Pour certains professionnels du secteur, le succès fulgurant de GIP s’explique en grande partie par sa proximité avec le Palais. Mais le jeune patron jure, la main sur le coeur, qu’il n’en est rien. « Pour la moitié des missions qui nous sont confiées, nous avons remporté le contrat via un appel d’offres ; l’autre moitié émane de clients à l’international. Il est vrai qu’avoir un bon réseau est essentiel pour réussir en affaires. Mais cela ne fait pas tout. Pour s’imposer dans ce métier, il faut surtout être crédible. Et je pense que les résultats concrets que j’ai obtenus témoignent du savoir-faire de GIP », avance-t-il.

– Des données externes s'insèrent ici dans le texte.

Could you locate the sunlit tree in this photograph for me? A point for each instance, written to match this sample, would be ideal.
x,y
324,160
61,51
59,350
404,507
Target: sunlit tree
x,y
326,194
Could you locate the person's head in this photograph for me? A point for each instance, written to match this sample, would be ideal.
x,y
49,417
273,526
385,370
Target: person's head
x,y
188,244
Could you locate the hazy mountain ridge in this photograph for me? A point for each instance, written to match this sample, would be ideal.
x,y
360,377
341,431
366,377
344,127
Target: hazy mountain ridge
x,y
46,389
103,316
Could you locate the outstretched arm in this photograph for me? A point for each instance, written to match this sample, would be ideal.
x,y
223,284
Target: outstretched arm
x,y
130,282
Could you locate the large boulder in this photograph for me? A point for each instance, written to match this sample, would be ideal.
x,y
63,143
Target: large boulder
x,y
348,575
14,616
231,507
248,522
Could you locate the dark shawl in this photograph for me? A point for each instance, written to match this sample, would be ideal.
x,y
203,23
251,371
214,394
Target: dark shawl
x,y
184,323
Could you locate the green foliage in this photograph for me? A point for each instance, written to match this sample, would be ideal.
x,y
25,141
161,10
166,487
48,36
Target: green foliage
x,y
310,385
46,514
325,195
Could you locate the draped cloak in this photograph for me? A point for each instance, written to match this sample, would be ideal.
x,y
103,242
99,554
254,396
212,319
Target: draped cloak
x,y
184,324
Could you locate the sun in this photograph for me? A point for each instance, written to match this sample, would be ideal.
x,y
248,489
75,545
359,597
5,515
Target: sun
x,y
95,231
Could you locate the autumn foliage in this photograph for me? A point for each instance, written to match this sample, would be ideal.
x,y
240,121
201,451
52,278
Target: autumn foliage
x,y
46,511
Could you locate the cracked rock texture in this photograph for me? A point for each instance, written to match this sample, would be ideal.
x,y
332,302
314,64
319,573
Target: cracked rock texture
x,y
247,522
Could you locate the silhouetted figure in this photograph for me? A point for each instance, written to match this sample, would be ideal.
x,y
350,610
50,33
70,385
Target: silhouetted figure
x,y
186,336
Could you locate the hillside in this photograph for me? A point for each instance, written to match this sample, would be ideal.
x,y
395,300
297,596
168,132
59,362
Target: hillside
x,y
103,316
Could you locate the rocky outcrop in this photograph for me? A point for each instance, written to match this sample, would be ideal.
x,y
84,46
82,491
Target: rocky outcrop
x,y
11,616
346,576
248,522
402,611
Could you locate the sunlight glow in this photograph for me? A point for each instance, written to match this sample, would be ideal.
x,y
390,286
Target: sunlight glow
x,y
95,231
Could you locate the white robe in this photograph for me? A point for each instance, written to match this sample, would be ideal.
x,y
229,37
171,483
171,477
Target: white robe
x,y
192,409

Auteur de plusieurs ouvrages dont Intelligence économique et guerres secrètes au Maroc (Éditions Alphée) – le livre le plus vendu dans le royaume en 2010 -, Abdelmalek Alaoui publie régulièrement des chroniques dans l’hebdomadaire français Le Nouvel Observateur ou le magazine américain Forbes. Il voudrait même lancer son propre média – certains affirment qu’il est derrière le projet de lancement du site internet Huffington Post Maroc, qui devrait voir le jour avant la fin de l’année. Le père conseillait le roi, le fils est le roi du conseil.